Fr Matthew Reese
And when they could not get near him because of the crowd, they removed the roof above him; and when they had made an opening, they let down the pallet on which the paralytic lay. And when Jesus saw their faith, he said to the paralytic, “My son, your sins are forgiven.”
—Mark 2:4-5
Dear Friends in Christ,
Today’s Gospel lesson (Mark 2:1-12) is one of my favorites of Jesus’s healing miracles, though there are many such stories in the Gospels. I think of the parallels to the healing of another invalid at the pool of Siloam in John 5:1–15 or of a man born blind in John 9:1-11. But this passage in Mark is certainly one of the most dramatic.

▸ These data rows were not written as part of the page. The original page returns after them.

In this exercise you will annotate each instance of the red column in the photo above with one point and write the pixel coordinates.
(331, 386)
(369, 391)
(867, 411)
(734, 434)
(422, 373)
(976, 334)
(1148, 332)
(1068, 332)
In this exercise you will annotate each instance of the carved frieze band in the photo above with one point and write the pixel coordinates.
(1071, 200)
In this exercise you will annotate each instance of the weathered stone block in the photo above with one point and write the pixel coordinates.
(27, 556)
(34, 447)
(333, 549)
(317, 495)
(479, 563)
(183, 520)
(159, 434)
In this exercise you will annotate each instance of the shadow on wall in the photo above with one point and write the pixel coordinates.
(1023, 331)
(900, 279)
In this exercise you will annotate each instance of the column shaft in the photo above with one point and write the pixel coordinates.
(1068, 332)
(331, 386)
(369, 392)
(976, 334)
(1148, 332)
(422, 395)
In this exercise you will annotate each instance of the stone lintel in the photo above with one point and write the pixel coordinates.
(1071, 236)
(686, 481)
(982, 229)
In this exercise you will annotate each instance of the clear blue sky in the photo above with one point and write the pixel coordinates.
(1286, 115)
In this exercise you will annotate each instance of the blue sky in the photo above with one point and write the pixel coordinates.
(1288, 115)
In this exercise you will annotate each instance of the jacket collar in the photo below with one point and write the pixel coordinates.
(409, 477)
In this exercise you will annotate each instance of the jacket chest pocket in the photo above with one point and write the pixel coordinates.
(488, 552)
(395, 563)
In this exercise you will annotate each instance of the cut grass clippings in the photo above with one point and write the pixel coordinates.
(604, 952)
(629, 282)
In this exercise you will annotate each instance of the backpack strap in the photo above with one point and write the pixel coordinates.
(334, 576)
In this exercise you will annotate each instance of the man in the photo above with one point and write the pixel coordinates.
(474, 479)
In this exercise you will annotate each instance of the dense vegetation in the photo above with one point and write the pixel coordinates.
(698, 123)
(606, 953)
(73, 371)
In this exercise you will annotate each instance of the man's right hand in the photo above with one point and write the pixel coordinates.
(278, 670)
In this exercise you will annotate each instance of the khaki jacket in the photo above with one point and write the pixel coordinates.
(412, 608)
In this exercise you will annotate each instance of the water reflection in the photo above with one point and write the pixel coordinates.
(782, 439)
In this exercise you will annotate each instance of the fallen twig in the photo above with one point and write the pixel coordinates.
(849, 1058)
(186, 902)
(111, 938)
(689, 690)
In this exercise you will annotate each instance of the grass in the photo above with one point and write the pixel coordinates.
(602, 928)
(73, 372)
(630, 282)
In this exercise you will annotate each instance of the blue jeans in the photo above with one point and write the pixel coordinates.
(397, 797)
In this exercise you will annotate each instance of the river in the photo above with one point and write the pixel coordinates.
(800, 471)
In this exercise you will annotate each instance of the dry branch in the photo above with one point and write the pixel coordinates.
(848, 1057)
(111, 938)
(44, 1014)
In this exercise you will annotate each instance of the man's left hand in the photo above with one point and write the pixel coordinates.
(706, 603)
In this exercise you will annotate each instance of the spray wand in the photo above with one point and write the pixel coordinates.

So desperate are this man’s friends and family, that rather than contend with the press of the crowd, they haul his stretcher around another way… perhaps through a narrow and winding alley, up a courtyard wall, and onto the roof, where they start removing thatch and palms, and wooden underlayment.
Can you imagine Jesus and the disciples looking up as hay started to fall on their heads and shafts of light started pouring into the room?
When the man is finally lowered into their midst, however, Jesus attends not to his body, but rather to his soul. “My son, your sins are forgiven.” It is only after the questioning of the scribes that Jesus commands this man to “rise, take up [his] pallet, and go home,” proving a physical healing that was almost ancillary to the spiritual one.
As in the moments where Jesus asks the people before him “do you want to be healed?” (John 5:6), this scene reminds us that God’s healing does not always come to us in exactly the manner, or order, that we expect.
We might pray for one thing in our lives, but find God pouring out his grace in another, unexpected way.
But there is another lesson to this scene, namely that our pursuit of God may sometimes require us to break convention, to go another way from the crowd, to climb on the roof, haul off the thatch and let the light pour in.